Oh Lauren! Your words have pierced my heart and soul. Every word was a measure of the depths of your love. I am honored to have known your mom. And honored to know you. You. Are. A. Treasure.
That was beautiful.
Dear Lauren, You don’t know me, but we share a mutual friend, Colleen Begg. And I suspect that you may be a LT alumnus (as am I). Colleen shared this story on her Facebook page and I’m so, so glad I clicked. My family and I are actually embarking (starting tomorrow) on the same journey with my Mom. And, to say the least, I’m struggling….A LOT. But your beautiful story brought me some peace and comfort during this terrible time. So thank you for sharing your experience and your beautiful and poetic and heartfelt tribute to your Mom. Tonight I will sleep just a little bit better having read your story. It truly struck a chord in me when I needed it most.
sending lots of love
This post is beyond beautiful, Lauren; the vulnerability in your words is inspiring and humbling. What a gift.
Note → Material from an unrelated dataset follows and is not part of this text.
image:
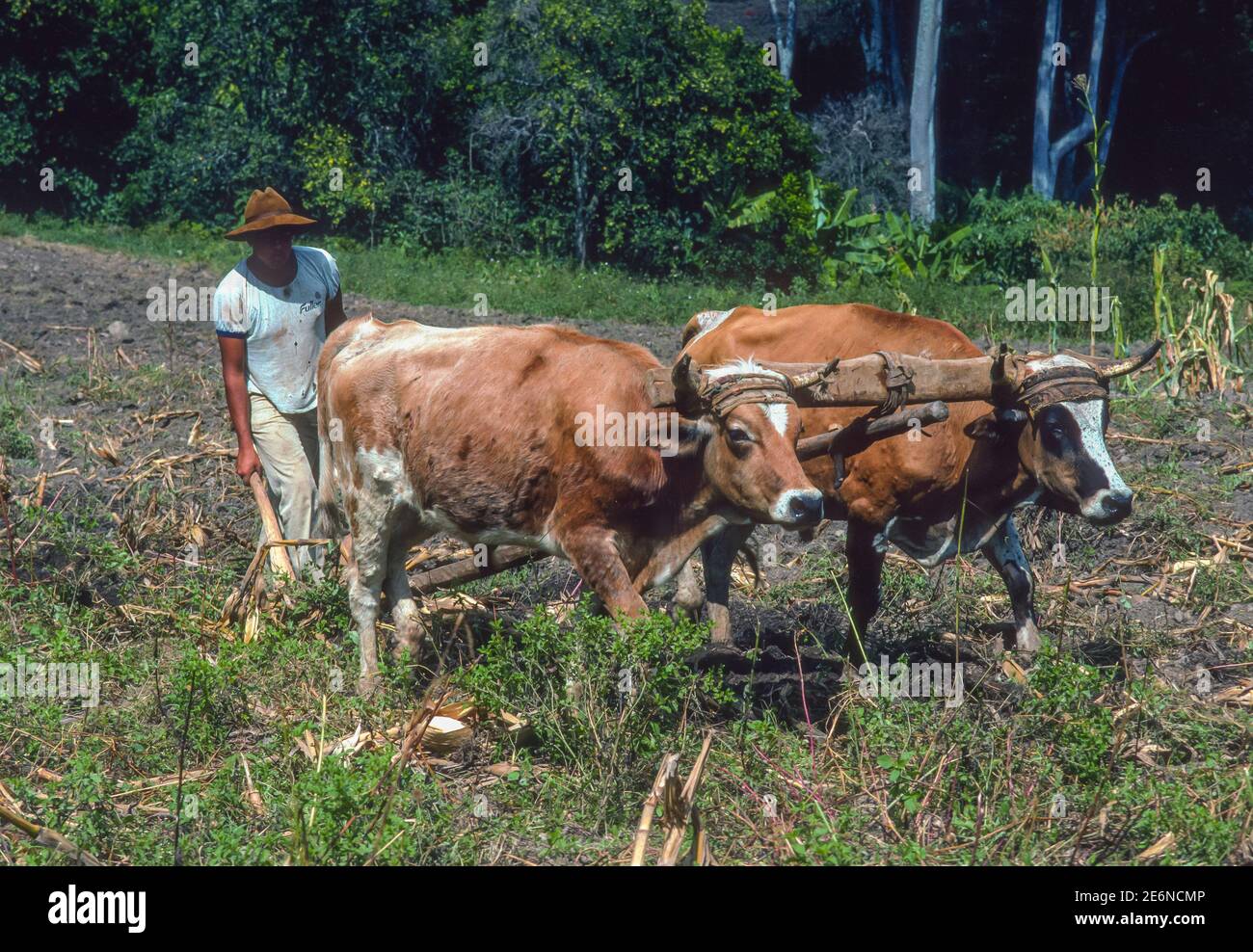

beautiful tribute – brings happy tears to my eyes to know she was surrounded by so much love until the end of her time here on earth. 💛
Georgia Duff says
I am so sorry to hear about June’s passing.. Your words were beautiful. Absolutely beautiful that you were all there.
Please send my condolences to your family.. I will be thinking of you all…
This is such a beautiful and heartbreaking tribute to your dear mama June. Lots of love to you and your family, Lauren.
Kelly Burke says
Lauren, this is so beautiful. Your mom seemed like an amazing woman. You seem to have taken right after her. Prayers for you and your family.